Contemporary Stone Showcase
To establish an ongoing international dialogue about contemporary displays that will help to promote stone appreciation. We encourage members of the global viewing stone community to create new ways of displaying stones that reflect your life in the 21st century, your regional geology, your customs, craft and culture. Unfamiliar types of stones, bases, accessories and materials are welcome. We are not confined to displaying viewing stones in either the traditional Japanese or Chinese manner. These are options available to us and we should respect and acknowledge the established ways of displaying stones, but they are not the only way. It is timely to explore exciting new options to create stone displays that have bases, display tables, and other accessories that reflect our regional and national arts and crafts. Each month, one or more new contemporary stone displays will be featured and we will maintain a gallery of contemporary stone displays photographs to help people learn about this option.
How to Participate:
The online exhibition is open to anyone worldwide. Submit a 300 dpi photo (3000 x 3000 pixels) of your stone display. A display should consist of a stone, base, and accessories (tables, figures, plants, art work, others) that reflect a contemporary approach to your display. Accessories are optional. Please include a short one-paragraph description of your display. Use the entry form below.
Each entry will be evaluated on originality of the display and the coherence of the accompanying statement by a panel of viewing stone connoisseurs and artists. Each person will receive feedback about their display regardless of whether or not it is accepted for the online exhibition.

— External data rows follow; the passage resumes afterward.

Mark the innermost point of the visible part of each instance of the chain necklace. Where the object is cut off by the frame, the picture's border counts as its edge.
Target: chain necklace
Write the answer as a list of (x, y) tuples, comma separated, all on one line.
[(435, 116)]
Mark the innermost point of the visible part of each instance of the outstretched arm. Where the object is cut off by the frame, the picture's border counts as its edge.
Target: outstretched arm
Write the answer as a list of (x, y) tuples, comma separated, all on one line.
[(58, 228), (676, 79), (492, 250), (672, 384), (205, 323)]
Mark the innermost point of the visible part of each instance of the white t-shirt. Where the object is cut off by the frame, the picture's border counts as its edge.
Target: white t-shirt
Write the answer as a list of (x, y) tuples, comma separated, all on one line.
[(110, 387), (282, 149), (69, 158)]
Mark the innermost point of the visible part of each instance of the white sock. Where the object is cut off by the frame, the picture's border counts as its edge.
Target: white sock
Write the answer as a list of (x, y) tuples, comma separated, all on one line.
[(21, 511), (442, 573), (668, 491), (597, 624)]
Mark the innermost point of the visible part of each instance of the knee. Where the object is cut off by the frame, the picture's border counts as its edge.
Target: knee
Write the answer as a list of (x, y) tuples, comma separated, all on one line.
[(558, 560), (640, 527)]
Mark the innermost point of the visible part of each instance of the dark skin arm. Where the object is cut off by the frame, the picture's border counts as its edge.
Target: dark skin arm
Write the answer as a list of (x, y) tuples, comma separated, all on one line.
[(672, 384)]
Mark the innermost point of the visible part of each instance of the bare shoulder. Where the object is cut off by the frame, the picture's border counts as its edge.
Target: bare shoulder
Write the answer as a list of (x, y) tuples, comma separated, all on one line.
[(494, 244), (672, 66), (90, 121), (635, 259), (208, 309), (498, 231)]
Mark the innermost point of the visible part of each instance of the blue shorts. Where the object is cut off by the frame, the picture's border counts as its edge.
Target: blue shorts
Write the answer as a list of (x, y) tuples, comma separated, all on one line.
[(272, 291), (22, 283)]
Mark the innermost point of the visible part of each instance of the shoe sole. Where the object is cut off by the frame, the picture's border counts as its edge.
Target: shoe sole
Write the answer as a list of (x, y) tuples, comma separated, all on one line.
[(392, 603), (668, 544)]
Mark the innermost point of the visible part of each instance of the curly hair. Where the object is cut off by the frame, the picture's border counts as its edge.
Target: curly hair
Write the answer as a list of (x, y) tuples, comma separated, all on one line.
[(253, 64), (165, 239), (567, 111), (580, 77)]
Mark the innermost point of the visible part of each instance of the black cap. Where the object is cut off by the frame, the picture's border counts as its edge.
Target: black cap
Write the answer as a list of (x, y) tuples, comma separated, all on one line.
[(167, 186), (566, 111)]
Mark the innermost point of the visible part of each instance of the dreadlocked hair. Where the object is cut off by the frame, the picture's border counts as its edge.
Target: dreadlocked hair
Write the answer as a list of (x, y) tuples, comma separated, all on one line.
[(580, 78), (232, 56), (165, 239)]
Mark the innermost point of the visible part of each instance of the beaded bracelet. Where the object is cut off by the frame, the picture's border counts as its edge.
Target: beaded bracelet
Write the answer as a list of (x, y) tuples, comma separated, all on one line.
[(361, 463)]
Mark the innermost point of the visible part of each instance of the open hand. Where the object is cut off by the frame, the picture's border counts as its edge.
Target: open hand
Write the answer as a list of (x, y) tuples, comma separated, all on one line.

The shape, undulating surface and color pattern of this stone evoked in the mind of the collector and owner, Patrick Metiva, the image of a scale that had fallen from a huge long extinct dragon. This stone is 20.3 x 31 x 7.6 cm (8 x12.25 x 3 inches deep and was collected in Snohomish County, Washington. The unusual contemporary base was hand carved by Patrick from a single piece of madrone wood (Arbutus menziesii). He wanted the base to be very organic as if it was a piece of dragon bone. Thus, it was left light in color as if it was a fragment of a bleached bone. While there is no scientific evidence for dragon existing in the Pacific Northwest region of the U.S., there may have been several in the rich legends and lore of Washington state.